A steer for a naive user to ulimit -n 5096 or calling it directly would be good for a naive user. ulimit is not easily discoverable.

dtaht commented 2 years ago

flent -H fremont.starlink.taht.net --socket-stats --step-size=.02 --test-parameter=download_streams=1000 -t cell-tether-1000 rrul Starting Flent 2.0.1-git-c78dac1 using Python 3.8.10. Starting rrul test. Expected run time: 70 seconds. Exception in thread Thread-13: Traceback (most recent call last): File "/usr/lib/python3.8/threading.py", line 932, in _bootstrap_inner self.run() File "/usr/lib/python3.8/threading.py", line 870, in run self._target(*self._args, self._kwargs) File "/usr/local/lib/python3.8/dist-packages/flent-2.0.1_git_c78dac1-py3.8.egg/flent/runners.py", line 523, in run pid, sts = os.waitpid(self.pid, os.WNOHANG) TypeError: an integer is required (got type NoneType) Exception in thread Thread-14: Traceback (most recent call last): File "/usr/lib/python3.8/threading.py", line 932, in _bootstrap_inner self.run() File "/usr/lib/python3.8/threading.py", line 870, in run self._target(*self._args, *self._kwargs) File "/usr/local/lib/python3.8/dist-packages/flent-2.0.1_git_c78dac1-py3.8.egg/flent/runners.py", line 523, in run pid, sts = os.waitpid(self.pid, os.WNOHANG) TypeError: an integer is required (got type NoneType) Exception in thread Thread-15: Traceback (most recent call last): File "/usr/lib/python3.8/threading.py", line 932, in _bootstrap_inner self.run() File "/usr/lib/python3.8/threading.py", line 870, in run self._target(self._args, self._kwargs) File "/usr/local/lib/python3.8/dist-packages/flent-2.0.1_git_c78dac1-py3.8.egg/flent/runners.py", line 523, in run pid, sts = os.waitpid(self.pid, os.WNOHANG) TypeError: an integer is required (got type NoneType)
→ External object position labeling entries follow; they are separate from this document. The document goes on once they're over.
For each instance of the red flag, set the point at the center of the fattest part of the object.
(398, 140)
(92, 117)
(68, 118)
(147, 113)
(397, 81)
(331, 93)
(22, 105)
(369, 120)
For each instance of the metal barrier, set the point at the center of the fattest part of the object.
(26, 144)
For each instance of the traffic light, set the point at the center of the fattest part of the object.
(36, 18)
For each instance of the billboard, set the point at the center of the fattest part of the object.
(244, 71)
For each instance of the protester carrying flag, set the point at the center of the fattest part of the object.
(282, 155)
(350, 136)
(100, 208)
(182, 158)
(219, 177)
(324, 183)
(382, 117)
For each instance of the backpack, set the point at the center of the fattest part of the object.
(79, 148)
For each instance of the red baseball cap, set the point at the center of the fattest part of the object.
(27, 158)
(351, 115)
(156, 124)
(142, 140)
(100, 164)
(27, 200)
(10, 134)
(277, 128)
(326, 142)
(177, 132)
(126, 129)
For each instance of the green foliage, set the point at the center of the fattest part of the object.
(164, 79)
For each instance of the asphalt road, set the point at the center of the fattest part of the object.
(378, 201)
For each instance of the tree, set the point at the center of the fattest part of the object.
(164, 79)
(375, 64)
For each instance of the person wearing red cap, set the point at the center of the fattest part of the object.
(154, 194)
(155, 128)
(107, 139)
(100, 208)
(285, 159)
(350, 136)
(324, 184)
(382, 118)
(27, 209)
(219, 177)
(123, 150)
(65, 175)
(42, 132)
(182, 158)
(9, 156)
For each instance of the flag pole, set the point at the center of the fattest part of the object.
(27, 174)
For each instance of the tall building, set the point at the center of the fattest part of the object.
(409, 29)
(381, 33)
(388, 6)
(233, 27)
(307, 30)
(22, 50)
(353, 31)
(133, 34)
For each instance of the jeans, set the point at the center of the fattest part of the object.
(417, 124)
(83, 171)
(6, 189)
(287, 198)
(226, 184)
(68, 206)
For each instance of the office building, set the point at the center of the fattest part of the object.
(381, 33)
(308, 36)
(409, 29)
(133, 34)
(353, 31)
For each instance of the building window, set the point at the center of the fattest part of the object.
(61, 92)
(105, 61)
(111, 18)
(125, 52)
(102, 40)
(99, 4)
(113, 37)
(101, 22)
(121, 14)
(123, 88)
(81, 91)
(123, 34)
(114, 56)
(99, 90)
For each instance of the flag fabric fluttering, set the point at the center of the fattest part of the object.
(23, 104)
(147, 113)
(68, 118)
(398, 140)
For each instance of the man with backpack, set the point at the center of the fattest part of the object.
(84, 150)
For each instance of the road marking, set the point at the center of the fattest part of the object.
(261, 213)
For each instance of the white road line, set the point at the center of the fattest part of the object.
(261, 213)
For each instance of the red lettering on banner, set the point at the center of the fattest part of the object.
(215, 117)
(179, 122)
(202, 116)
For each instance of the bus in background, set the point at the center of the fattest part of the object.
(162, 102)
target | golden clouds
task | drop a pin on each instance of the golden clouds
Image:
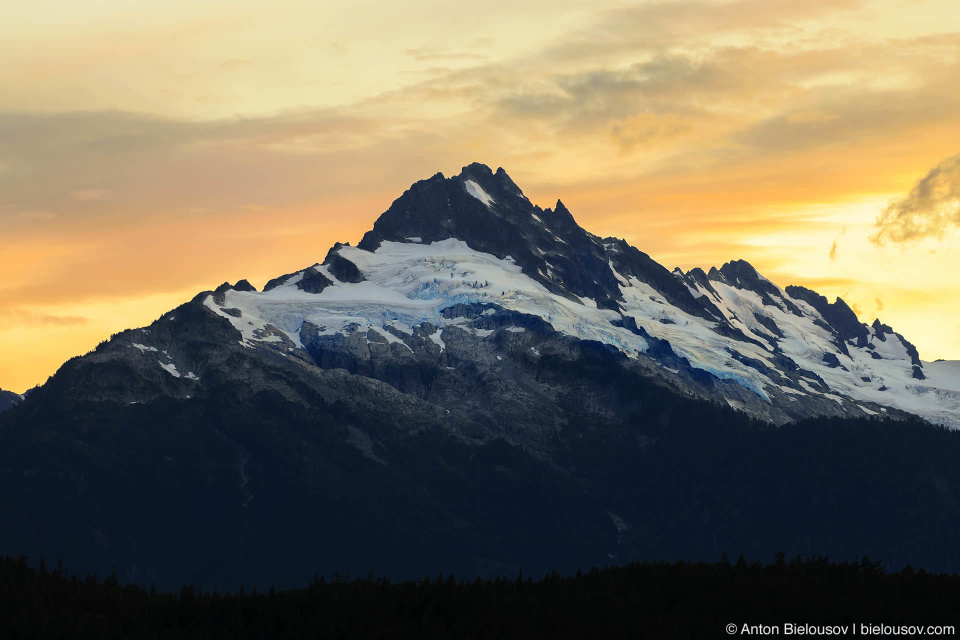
(930, 210)
(242, 143)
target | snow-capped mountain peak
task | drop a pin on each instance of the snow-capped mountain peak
(451, 251)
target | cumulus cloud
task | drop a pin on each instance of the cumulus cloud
(930, 210)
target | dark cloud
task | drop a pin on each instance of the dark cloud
(930, 210)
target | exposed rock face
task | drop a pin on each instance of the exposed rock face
(8, 400)
(479, 381)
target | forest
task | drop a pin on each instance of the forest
(639, 600)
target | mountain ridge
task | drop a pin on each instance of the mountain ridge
(439, 403)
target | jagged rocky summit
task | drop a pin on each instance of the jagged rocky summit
(467, 270)
(481, 385)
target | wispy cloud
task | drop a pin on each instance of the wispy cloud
(86, 195)
(27, 317)
(930, 210)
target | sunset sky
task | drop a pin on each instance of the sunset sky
(153, 149)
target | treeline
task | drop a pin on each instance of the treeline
(640, 600)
dtaht commented 2 years ago

The rtt_fair test works. Don't know why the rrul test doesn't.

tohojo commented 2 years ago

Well because there was a bug, obviously ;)

Should be fixed now, and also improved the rlimit handling so it tries to raise it automatically and hints at ulimit if that fails...

dtaht commented 2 years ago

WFM. But doesn't your test suite exercise all the known tests? I know it would take a long time to complete, but...

tohojo commented 2 years ago

Nope, never did get around to having the test suite actually run the tests; it only exercises the plotters and some of the parsers (which did unearth another bug, so not completely useless).

Thanks for testing! :)

dtaht commented 2 years ago

A pleasure to fiddle with this stuff again with you.